There is nothing stopping people from creating a unikernel for a dynamic language that also includes the development tools.

A Lisp Machine on Xen would be one model.

I feel like Erlang-based unikernels are an extremely compelling alternative to traditional UNIX deployments. Immutable systems with safe hot swap and excellent debugging tools like `observer` and `debugger`.
Erlang on Xen is already that way. You can use the full Erlang profiling/tracing/debugging/observing toolkit on an EoX node.
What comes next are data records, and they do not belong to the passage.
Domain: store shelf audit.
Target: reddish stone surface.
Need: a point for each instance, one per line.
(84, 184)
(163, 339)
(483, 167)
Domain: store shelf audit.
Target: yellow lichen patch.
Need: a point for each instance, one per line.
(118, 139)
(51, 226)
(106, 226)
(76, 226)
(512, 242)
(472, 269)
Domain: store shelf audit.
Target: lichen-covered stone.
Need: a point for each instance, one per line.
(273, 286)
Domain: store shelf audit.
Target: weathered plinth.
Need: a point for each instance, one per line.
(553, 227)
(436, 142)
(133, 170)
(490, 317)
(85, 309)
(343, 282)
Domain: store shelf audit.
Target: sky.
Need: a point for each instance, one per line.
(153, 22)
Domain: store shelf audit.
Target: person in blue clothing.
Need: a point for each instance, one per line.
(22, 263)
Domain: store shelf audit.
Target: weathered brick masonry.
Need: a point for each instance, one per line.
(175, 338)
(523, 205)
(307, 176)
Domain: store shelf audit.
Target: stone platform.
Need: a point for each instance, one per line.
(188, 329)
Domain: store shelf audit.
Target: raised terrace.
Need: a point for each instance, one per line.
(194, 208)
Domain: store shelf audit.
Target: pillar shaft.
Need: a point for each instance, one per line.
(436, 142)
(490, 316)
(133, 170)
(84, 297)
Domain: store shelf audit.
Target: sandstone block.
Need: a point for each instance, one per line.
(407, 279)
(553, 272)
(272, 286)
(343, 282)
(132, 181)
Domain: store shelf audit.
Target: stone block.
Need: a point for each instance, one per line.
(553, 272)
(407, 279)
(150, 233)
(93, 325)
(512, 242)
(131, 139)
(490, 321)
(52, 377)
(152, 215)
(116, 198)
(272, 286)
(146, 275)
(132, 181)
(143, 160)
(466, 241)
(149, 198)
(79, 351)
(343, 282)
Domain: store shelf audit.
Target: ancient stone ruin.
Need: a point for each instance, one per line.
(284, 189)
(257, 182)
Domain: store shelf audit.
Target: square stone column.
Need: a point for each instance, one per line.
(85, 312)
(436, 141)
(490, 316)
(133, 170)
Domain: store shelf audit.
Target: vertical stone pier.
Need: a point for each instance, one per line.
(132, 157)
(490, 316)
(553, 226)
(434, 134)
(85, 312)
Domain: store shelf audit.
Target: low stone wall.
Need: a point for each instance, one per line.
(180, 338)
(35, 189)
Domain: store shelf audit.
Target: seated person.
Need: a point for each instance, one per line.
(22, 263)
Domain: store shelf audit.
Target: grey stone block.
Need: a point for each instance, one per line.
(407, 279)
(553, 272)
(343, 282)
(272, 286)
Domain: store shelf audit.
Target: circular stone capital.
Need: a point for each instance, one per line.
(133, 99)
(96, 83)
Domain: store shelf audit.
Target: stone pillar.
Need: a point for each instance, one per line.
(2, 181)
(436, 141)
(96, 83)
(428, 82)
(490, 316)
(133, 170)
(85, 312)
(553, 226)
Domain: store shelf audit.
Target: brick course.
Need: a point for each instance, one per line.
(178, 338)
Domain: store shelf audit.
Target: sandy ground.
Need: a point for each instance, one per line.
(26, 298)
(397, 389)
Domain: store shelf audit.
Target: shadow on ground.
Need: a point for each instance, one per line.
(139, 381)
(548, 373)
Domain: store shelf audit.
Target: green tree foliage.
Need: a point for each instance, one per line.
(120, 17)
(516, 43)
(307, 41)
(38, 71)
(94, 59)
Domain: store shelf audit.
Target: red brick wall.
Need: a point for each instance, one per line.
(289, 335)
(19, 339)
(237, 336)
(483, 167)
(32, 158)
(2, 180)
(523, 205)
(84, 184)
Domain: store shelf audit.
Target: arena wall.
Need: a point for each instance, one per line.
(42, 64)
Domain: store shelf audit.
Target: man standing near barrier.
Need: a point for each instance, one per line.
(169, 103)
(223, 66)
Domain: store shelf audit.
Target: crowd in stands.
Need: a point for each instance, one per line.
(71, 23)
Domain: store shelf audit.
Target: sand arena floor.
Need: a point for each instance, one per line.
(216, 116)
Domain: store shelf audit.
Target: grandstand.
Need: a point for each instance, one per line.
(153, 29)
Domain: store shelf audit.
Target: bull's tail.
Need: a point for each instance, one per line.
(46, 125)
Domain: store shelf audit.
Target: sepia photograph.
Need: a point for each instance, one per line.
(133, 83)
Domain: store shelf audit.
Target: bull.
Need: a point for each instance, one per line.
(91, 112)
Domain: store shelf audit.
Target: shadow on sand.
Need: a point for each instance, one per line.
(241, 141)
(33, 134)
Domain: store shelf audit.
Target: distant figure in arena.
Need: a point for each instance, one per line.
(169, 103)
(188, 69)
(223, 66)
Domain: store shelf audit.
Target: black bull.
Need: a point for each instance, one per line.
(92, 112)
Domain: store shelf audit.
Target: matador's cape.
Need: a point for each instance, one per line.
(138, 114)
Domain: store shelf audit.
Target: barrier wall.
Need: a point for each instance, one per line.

That's great, but with processes (containerized or not), I can use the full variety of standard diagnostic tools built over many decades. Of course you can start building similar tools for unikernels, but it's gonna take you a long time before you get to a similar state.
To counter the OP, you'd have to use an existing profiler.
See the discussion about that post over at https://news.ycombinator.com/item?id=10953766
Yep, I did. It still doesn't really change my view, especially on the front of operatability/debuggability. If you have ever operated really large services, you know how big of a problem the lack of that is.